After 8 or 12 hours of this extra sensory stimulation, when I get home, I want to be alone. I sympathize with those who are sick and can't get away from all of this.
But with all the advances in medicine and cures and cares, how can this be avoided? I don't have an answer. Many hospitals have been working hard on avoiding mistakes, reducing hospital acquired infections and fixing things that cause more harm to patients. This may be the next thing that they address.
Cant be helped.
***
Some of it can’t be helped, but from what I have seen, in separate hospitalizations involving my husband, a lot of the noise pollution comes from the loud conversations among inconsiderate personnel — not usually the RNs. Shift changes were the worst time as they shouted their greetings to one another up and down the halls.
Recovering in the Intensive Care room, it wasn’t the noise that bothered me (nurses playing Monopoly all night was distracting, but let ‘em have their fun), it was THE D@#^ CLOCK WAS RIGHT IN FRONT OF THE BED. 2:30AM ... tick ... tick ... tick ... tick ... tick ... tick ... tick ... tick ... tick ... tick ... tick ... tick ... tick ... tick ... tick ... tick ... tick ... tick ... tick ... tick ... tick ... tick ... tick ... tick ... tick ... tick ... tick ... tick ... tick ... tick ... tick ... tick ... tick ... tick ... tick ... tick ... tick ... tick ... tick ... tick ... tick ... tick ... tick ... tick ... tick ... tick ... tick ... tick ... tick AAAAAAAAAAAAAAAAAAAAAAAAAAAAAAAAAAAAAAAAAAAAAAAAAAAAAAAAAAAAAAMAKEITSTOPAAAAAAAAAAAAAAAAAAAAAAAAAAAAAAAAAA
I understand. Perhaps the patients just need ear plugs. ;-)
It was similar for me as well. They would wake me up every hour or so for pain meds, and I would say “If I’m asleep, obviously I’m comfortable enough that I don’t need to take the blasted meds.”
WOW! Condiments!
My 81 year old father just had quadruple bypass a few months ago...he spent quite awhile in ICU. I was flabergasted at the constant noise and the seemingly obliviousness of the staff....waking up a very sick man to do the most innocuous things....they wouldn’t even try to lump things together to minimize the disruptions to his sleep.

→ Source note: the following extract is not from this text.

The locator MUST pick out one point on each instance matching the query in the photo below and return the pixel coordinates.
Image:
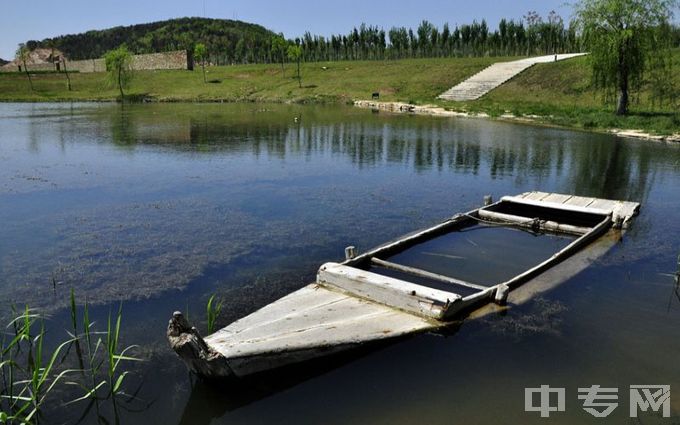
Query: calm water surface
(160, 206)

Between the sleep depravation and the affects of anesthsia, he began to hallucinate. I truly believe the sleep deprivation significantly slowed his recovery and nearly killed him. I wonder how many folks in weaker conditions, who die, maybe not directly from sleep deprivation but as a contributing factor. i would say quite a few.
I think there is a lot of room for improvement in that area of hospitalization.
I have a dream where one day we can dictate how we are treated by being allowed to make informed decisions about our own care even saying that we want to be left alone if our vitals are normal and we are sleeping peacefully. I think sleep is the best medicine in most cases.
rant off....
A nurse coming in at 2:00 am to check the machine. My eyes popped open.
"Are you asleep?"
First night I said, "no" and she offered me a sleeping pill. The subsequent nights I said "yes" and she would snicker and leave.
BS. My infant daughter in the NICU was almost killed by the noise - because she could not sleep.
drop the pig and answer the mail.
After being in the hospital a few times, I brought ear plugs on my recent stay. Then the nurses wonder why you aren't waking up and get right in your face. A pillow from home is also a must. After being on a breathing tube, chapstick is worth its weight in gold.
I had a nurse do a follow up call after I got home and she said the hospital isn't where you get well, home is where you get well. The hospital is for treatments and monitoring.